By linking requests and entities together, we can identify malicious entities and spot any transactions executed by these entities that were not marked as fraud. In many cases, “non-fraudulent” requests are only assigned that label based on an organization’s individual analysis. However, they may in fact be fraudulent.
For example, suppose we are looking at new account openings and there is one device associated with multiple fraudulent new account opening requests elsewhere on the global network. Any future new account opening requests performed by this device are highly likely to be fraud—even if the attributes presented at the time of that event look legitimate. This reasoning follows from the fact that the bad actor in this case is an individual who owns that device. So, any requests coming from that device should then be flagged as high-risk.
When performing link analysis at ThreatMetrix, we use Impala, a massively parallel processing SQL query engine, to query data. It is a workhorse that can be used to perform all of the heavy computation needed to find complex links between various transactions. The resulting dataset is condensed and can be manipulated locally in Python, which is a much more feature-rich programming language. This step is necessary because the data by itself is harder to interpret. We can transform it into a more legible form or turn it into a network visualization.
The first step is to write a query that only includes entities that have instances of both fraud and non-fraud (e.g., a device that has fraudulent and non-fraudulent logins). By doing so, we filter out entities that only have fraud or ones that only have non-fraud. These do not provide any value to us since we are trying to identify new instances of fraud, namely “non-fraud” linked to fraud. This step will typically drastically reduce the amount of data.

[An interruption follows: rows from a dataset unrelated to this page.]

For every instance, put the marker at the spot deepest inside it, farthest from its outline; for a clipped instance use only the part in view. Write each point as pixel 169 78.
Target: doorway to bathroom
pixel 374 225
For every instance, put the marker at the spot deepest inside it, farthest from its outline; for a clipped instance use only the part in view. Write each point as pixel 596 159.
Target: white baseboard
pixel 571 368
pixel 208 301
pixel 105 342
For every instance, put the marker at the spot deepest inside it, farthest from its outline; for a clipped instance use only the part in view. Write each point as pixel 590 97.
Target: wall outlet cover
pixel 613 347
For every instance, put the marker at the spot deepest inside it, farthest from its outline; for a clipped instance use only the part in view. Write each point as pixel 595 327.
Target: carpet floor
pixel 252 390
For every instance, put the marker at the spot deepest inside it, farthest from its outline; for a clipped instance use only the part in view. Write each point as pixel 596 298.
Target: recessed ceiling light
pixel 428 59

The previous step provides us with our entities of interest. Next, we will need to match the entities to their associated events, whether it be login, account opening, or payment. For each entity, some of the events will be fraudulent and some will be non-fraudulent. We can sort the data in such a way that the entities are grouped together, so it is easy to discern visually which fraud events and non-fraud events are linked together by the entity. Additionally, we can shade alternating groups of rows representing an entity differently to distinguish between them. Finally, this can all be outputted to a spreadsheet file.
Together, the links between requests and entities form large, complicated networks. In these networks, clusters emerge, each containing fraud and non-fraud. They usually center around one or a few malicious entities.
These networks can become very convoluted, especially if many instances of more than one type of entity is introduced. For example, there could be a cluster of various IPs and devices all tangled together.
We can use Gephi, an open source graph visualization platform, to visualize such networks. Gephi can take various graph file types as inputs. We can construct and output most of these file formats by using Python.
Figure 1: Example of Graph Visualization of the Links (created in Gephi)
We have given a brief overview of link analysis and how it can be done in an Impala environment. However, this process is manual and needs to be relayed to our clients periodically. Furthermore, it requires someone with the technical knowledge to perform it.
We can circumvent this by leveraging the power of ThreatMetrix Smart Rules, which delivers real-time pattern recognition through advanced behavioral analytics. This technology creates a variable representing the number of times an entity was seen with a fraudulent request. A reason code can then be created to see if this number is greater than 0. In this way, the link analysis will be done automatically and be incorporated into the policy score.
This is the future of link analysis: by moving away from heavy reliance and manual processes across multiple software, fraud modeling exports can be supported by real-time behavioral analytics to reduce fraud rates and streamline policy development.